The alarm service provides monitoring alarm capability to help you know abnormal metric data and troubleshoot faults in a timely manner.

​Parameter description​

  • Products: host monitoring, RDS, OSS, and others
  • Resource Range: range of the alarm rule. There are three resource ranges: All Resources, Application Group and Instances. When you set Resource Range to All Resources, the maximum number of resources that can report alarms is 1000. If the resources is more than 1000, some resources cannot report alarms even when they exceed the threshold. It is recommended that you use application groups to divide resources by service before setting up alarm rules.
    • All Resources: indicates that the alarm rule applies to all instances of the product under the user name. For example, if you set the resource range to all resources, and set the alarm threshold for MongoDB CPU usage to 80%, the alarm rule is hit when the CPU usage of a MongoDB instance under your username is greater than 80%.

    • Application Group: indicates that the rule applies to all instances under an application group. For example, if you set the resource range to application group, and set the alarm threshold for host CPU usage to 80%, the alarm rule is hit when the CPU usage of a host instance under your username is greater than 80%.

    • Instances: indicates that the rule only applies to a specific instance. For example, if you set the resource range to instances, and set the alarm threshold for host CPU usage to 80%, the alarm rule is hit when the CPU usage of the specified instance is greater than 80%.

  • Rule name: name of the alarm rule.

  • Rule Description: Body of the alarm rule, defining the alarm-triggering conditions for metric data.
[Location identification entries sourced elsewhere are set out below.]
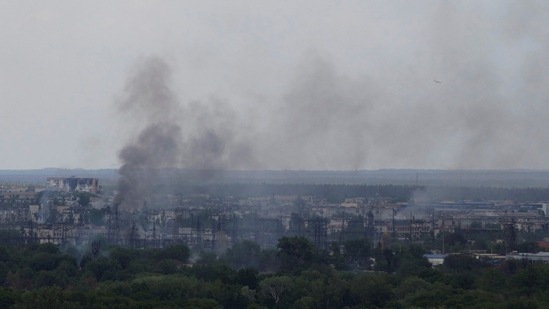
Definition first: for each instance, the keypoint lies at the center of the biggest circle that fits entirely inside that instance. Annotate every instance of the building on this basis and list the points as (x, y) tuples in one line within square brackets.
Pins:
[(72, 184)]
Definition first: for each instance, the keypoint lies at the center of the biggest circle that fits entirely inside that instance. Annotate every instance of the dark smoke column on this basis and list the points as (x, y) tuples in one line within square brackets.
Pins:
[(151, 106)]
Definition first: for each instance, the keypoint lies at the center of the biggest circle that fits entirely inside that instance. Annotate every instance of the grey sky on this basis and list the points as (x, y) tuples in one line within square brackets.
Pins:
[(281, 84)]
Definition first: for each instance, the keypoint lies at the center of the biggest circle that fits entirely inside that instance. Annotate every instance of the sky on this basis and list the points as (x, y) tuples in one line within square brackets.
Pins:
[(301, 85)]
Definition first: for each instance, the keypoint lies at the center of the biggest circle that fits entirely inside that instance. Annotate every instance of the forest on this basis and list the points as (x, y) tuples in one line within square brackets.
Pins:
[(295, 274)]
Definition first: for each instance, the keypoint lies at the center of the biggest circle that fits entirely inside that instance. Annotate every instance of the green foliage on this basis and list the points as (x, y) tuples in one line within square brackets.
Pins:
[(295, 254), (42, 276)]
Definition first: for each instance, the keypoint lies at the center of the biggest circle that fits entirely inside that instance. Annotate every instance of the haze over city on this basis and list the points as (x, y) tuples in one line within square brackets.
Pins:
[(249, 85)]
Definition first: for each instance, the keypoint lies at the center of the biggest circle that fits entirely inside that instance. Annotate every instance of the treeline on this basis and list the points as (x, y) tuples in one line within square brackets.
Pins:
[(296, 274), (396, 193)]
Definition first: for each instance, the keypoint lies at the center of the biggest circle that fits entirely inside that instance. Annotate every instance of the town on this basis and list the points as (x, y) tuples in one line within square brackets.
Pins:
[(76, 211)]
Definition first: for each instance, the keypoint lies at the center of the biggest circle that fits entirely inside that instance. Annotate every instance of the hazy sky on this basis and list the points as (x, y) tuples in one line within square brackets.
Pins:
[(279, 84)]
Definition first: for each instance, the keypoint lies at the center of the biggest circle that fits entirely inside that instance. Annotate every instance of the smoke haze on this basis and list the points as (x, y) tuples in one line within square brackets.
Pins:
[(471, 94)]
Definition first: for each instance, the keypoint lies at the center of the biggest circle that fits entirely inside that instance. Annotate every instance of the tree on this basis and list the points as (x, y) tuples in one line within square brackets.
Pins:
[(276, 287), (295, 253)]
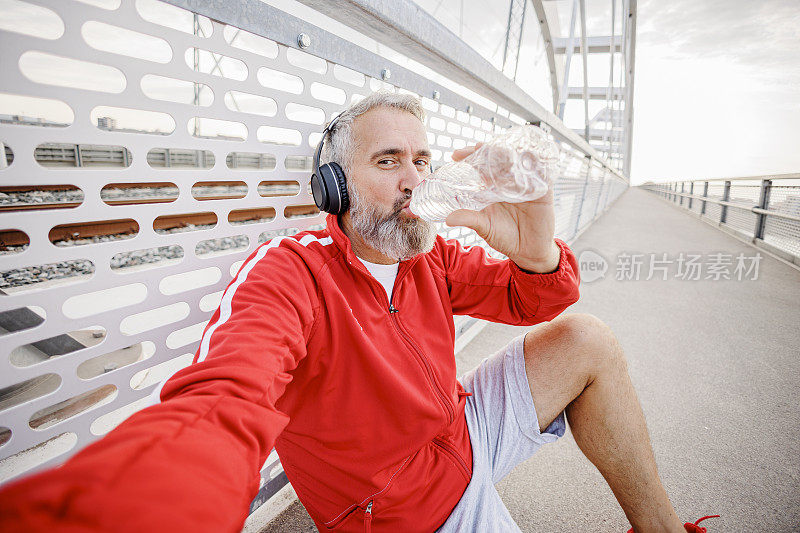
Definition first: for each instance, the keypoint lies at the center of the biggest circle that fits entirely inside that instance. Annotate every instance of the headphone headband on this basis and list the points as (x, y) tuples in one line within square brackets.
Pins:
[(318, 151)]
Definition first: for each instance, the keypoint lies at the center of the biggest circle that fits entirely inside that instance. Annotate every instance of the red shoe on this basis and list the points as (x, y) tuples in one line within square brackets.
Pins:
[(692, 528)]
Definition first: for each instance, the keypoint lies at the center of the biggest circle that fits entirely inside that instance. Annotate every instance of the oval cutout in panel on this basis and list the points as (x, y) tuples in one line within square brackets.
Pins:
[(108, 362), (300, 211), (348, 76), (166, 224), (298, 163), (29, 19), (250, 161), (28, 390), (278, 188), (21, 318), (111, 5), (250, 42), (125, 42), (219, 190), (280, 81), (126, 120), (64, 410), (306, 61), (33, 277), (175, 90), (125, 262), (187, 281), (62, 71), (104, 300), (304, 113), (154, 318), (6, 156), (37, 197), (271, 234), (139, 193), (222, 246), (208, 62), (95, 232), (173, 17), (66, 343), (243, 217), (250, 103), (280, 136), (211, 128), (13, 241), (180, 158), (34, 456), (327, 93), (82, 155), (34, 111), (105, 423)]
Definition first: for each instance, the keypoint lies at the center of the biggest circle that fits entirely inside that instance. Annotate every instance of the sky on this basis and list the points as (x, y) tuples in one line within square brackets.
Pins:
[(717, 89), (717, 82)]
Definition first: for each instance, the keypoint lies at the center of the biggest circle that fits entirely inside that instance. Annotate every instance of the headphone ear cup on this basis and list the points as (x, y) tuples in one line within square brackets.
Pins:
[(333, 189)]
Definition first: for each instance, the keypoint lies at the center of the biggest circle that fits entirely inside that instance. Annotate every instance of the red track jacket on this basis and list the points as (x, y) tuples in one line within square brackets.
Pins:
[(305, 352)]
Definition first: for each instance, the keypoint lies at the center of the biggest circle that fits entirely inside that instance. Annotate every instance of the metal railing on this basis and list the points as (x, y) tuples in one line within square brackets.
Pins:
[(113, 258), (763, 210)]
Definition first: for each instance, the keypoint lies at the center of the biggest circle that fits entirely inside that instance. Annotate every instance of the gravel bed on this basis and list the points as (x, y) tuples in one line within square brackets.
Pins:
[(129, 194), (20, 277)]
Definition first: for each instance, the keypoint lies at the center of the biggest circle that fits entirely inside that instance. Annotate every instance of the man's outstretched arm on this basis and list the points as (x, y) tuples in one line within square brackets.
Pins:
[(190, 463)]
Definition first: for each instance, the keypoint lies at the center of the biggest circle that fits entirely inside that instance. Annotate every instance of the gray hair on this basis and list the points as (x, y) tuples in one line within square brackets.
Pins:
[(339, 143)]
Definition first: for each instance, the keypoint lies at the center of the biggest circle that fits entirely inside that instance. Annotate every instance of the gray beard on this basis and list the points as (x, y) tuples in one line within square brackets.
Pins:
[(391, 234)]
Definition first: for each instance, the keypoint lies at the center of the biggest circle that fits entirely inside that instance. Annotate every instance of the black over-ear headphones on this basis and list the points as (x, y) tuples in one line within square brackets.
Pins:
[(328, 184)]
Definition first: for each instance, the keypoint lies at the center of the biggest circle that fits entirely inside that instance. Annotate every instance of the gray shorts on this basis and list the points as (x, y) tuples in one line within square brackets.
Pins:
[(504, 432)]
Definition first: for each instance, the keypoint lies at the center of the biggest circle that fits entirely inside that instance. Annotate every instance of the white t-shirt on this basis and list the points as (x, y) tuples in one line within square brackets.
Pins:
[(385, 274)]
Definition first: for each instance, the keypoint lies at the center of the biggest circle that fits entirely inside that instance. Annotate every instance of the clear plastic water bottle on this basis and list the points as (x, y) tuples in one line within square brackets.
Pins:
[(514, 166)]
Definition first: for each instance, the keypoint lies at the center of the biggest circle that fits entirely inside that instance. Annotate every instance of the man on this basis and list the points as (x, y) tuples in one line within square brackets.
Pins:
[(336, 347)]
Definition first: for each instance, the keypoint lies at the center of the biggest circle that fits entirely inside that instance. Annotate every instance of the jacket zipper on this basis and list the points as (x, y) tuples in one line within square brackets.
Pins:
[(447, 448), (449, 409), (368, 518), (441, 395)]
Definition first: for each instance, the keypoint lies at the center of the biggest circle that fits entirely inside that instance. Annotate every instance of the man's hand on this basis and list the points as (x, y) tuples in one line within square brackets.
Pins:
[(522, 231)]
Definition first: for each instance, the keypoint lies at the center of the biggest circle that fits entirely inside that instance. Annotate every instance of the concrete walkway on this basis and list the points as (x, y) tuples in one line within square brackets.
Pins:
[(717, 368)]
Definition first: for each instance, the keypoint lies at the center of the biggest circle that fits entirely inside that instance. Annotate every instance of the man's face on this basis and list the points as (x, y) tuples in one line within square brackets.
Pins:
[(391, 158)]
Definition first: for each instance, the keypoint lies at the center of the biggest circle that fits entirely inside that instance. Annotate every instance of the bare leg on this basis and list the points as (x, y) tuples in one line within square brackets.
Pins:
[(575, 363)]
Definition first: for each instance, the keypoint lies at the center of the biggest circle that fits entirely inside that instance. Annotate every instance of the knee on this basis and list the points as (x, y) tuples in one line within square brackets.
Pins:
[(590, 339)]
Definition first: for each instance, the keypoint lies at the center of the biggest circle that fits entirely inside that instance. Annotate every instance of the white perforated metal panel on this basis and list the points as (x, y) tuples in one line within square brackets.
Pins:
[(148, 150)]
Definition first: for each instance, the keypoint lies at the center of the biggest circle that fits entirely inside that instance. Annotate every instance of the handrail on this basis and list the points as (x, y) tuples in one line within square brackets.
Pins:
[(794, 176), (754, 209), (763, 229)]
For example, if you describe the rule as "1-minute average CPU usage >=90%", the alarm service checks every minute whether the average value of metric data within one minute is greater than or equal to 90%.

    Alarm rules example: In host monitoring, for example, a single server metric item reports one data point in 15 seconds, and 20 data points in 5 minutes.

    • 5-minute average CPU usage > 90% indicates that the average value of the 20 data points about CPU usage in 5 minutes is greater than 90%.
    • 5-minute CPU usage always > 90% indicates that the values of the 20 data points about CPU usage in 5 minutes are all greater than 90%.

    • 5-minute CPU usage once > 90% indicates that the value of at least one of the 20 data points about CPU usage in 5 minutes is greater than 90%.

    • Total 5-minute Internet outbound traffic > 50 MB indicates that the sum of the values of the 20 data points about Internet outbound traffic in 5 minutes is greater than 50 MB.

  • Alarm after the threshold value is exceeded multiple times consecutively: An alarm notification will be sent if the detected values meet the alarm rule multiple times consecutively.

  • Effective time: time when an alarm rule takes effect. The alarm service checks metric data and determines whether to generate an alarm only when the alarm rule is effective.

  • Notification object: a group of contacts who receive alarm notifications.

  • Alarm level: it is divided into three levels: Critical, Warning, and Info. Different levels have different notification methods.

    • Critical: voice call + mobile phone SMS + email + DingTalk Robot
    • Warning: SMS + email + DingTalk Robot
    • Info: email + DingTalk Robot
  • Email remarks: supplementary information customized for an alarm email. The remarks are sent together with the alarm notification email.

Manage alarm rules

CloudMonitor provides three alarm rule management portals: application group page, metric item list page, and alarm rule list page of the alarm service.